Search code examples
pythonjsonamazon-web-servicesamazon-s3boto3

Find all JSON files within S3 Bucket


is it possible to find all .json files within S3 bucket where the bucket itself can have multiple sub-directories ?

Actually my bucket includes multiple sub-directories where i would like to collect all JSON files inside it in order to iterate over them and parse specific key/values.


Solution

  • Here's the solution (uses the boto module):

    import boto3
    
    s3 = boto3.client('s3')  # Create the connection to your bucket
    objs = s3.list_objects_v2(Bucket='my-bucket')['Contents']
    
    files = filter(lambda obj: obj['Key'].endswith('.json'), objs)  # json only 
    return files
    

    The syntax for the list_objects_v2 function in boto3 can be found here: https://boto3.amazonaws.com/v1/documentation/api/latest/reference/services/s3.html#S3.Client.list_objects_v2

    Note that only the first 1000 keys are returned.
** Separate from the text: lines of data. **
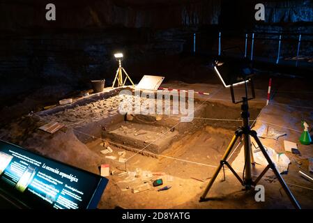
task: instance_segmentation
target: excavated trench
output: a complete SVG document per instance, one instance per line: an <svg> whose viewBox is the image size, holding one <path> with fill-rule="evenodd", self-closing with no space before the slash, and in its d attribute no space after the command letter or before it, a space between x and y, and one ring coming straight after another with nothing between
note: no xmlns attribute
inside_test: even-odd
<svg viewBox="0 0 313 223"><path fill-rule="evenodd" d="M241 124L240 105L216 101L203 103L198 100L194 100L191 122L181 122L181 115L122 115L119 105L125 98L119 95L119 91L116 89L96 94L40 115L46 121L59 121L72 128L83 144L101 139L135 152L144 148L141 153L149 155L160 154L187 135L192 137L208 126L213 130L235 130ZM261 109L250 107L251 119L257 116ZM226 138L222 134L220 136L221 139Z"/></svg>

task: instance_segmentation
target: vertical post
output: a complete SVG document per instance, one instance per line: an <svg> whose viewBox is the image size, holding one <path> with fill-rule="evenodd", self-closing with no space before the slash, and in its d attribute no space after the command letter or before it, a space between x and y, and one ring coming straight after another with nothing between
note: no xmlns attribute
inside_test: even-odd
<svg viewBox="0 0 313 223"><path fill-rule="evenodd" d="M299 56L300 44L301 43L301 34L299 35L299 40L298 41L297 58L296 61L296 66L298 66L298 57Z"/></svg>
<svg viewBox="0 0 313 223"><path fill-rule="evenodd" d="M277 52L277 59L276 60L276 64L278 64L280 61L280 43L282 41L282 35L280 35L280 41L278 42L278 52Z"/></svg>
<svg viewBox="0 0 313 223"><path fill-rule="evenodd" d="M245 58L247 58L247 33L245 33Z"/></svg>
<svg viewBox="0 0 313 223"><path fill-rule="evenodd" d="M251 55L250 60L253 60L253 45L254 44L254 33L252 33L252 43L251 43Z"/></svg>
<svg viewBox="0 0 313 223"><path fill-rule="evenodd" d="M193 49L194 54L196 53L196 33L194 33L194 49Z"/></svg>
<svg viewBox="0 0 313 223"><path fill-rule="evenodd" d="M272 78L270 78L270 81L268 82L268 99L266 100L266 105L268 105L269 102L270 102L270 87L271 87L271 86L272 86Z"/></svg>

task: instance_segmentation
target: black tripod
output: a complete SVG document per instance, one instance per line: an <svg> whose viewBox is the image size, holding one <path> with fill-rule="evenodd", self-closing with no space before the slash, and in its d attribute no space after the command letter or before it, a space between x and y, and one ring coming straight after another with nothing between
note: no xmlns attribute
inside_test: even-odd
<svg viewBox="0 0 313 223"><path fill-rule="evenodd" d="M257 132L254 130L252 130L250 129L250 126L249 125L249 117L250 117L250 113L249 113L249 107L247 105L247 101L249 100L253 99L255 98L255 93L254 93L254 89L253 87L253 83L252 84L252 98L247 98L247 82L245 82L245 97L243 98L243 100L239 102L236 102L234 99L234 89L233 86L231 86L231 98L233 100L233 102L235 104L242 102L241 105L241 118L243 118L243 126L240 127L235 132L235 134L233 137L233 139L231 139L231 141L230 142L229 145L227 147L227 149L226 150L225 153L224 154L222 160L220 160L220 165L218 166L217 169L216 169L215 172L214 173L214 175L213 176L212 178L211 179L210 182L208 183L208 185L207 185L206 190L204 190L204 194L200 197L200 202L206 201L206 197L208 194L208 191L210 190L211 187L212 187L213 184L214 183L214 181L215 180L216 178L217 177L218 174L220 173L222 167L224 168L224 165L227 165L228 168L231 171L231 172L234 174L234 175L236 176L236 178L239 180L239 182L245 187L247 190L251 189L252 186L255 186L257 183L261 180L261 178L264 176L264 174L266 173L266 171L270 168L274 171L275 175L277 178L278 180L280 181L282 187L284 188L284 190L285 191L286 194L287 194L288 197L289 198L290 201L294 206L296 208L300 209L300 206L293 195L292 194L291 192L290 191L289 188L288 188L288 186L286 185L286 183L284 182L284 179L280 176L280 173L276 169L276 167L273 163L272 160L270 160L270 157L269 157L268 154L267 153L266 149L264 148L264 146L263 146L261 141L257 137ZM252 180L252 174L251 174L251 164L254 164L253 160L253 155L252 153L251 150L251 141L250 141L250 136L252 137L255 141L257 142L257 145L259 146L261 151L262 152L263 155L264 155L265 158L266 159L268 164L266 166L266 167L264 169L264 170L261 173L261 174L255 180ZM244 177L243 179L241 178L241 177L238 176L238 174L235 171L235 170L231 167L231 166L229 164L229 163L227 161L227 158L231 152L234 146L235 145L236 141L241 138L243 137L244 141L244 153L245 153L245 167L244 167Z"/></svg>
To retrieve more than 1000 keys to fully exhaust the list, you can use the Paginator class.

    s3 = boto3.client('s3')  # Create the connection to your bucket
    paginator = s3.get_paginator('list_objects_v2')
    pages = paginator.paginate(Bucket='my-bucket')
    
    files = []
    for page in pages:
        for obj in page['Contents']:
            page_files = filter(lambda obj: obj['Key'].endswith('.json'), objs)  # json only
            files.extend(page_files)
    return files
    

    Note: I recommend using a function that uses yield to slowly iterate over the files instead of returning the whole list, especially if the number of json files in your bucket is extremely large.

    Alternatively, you can also use the ContinuationToken parameter (check the boto3 reference linked above).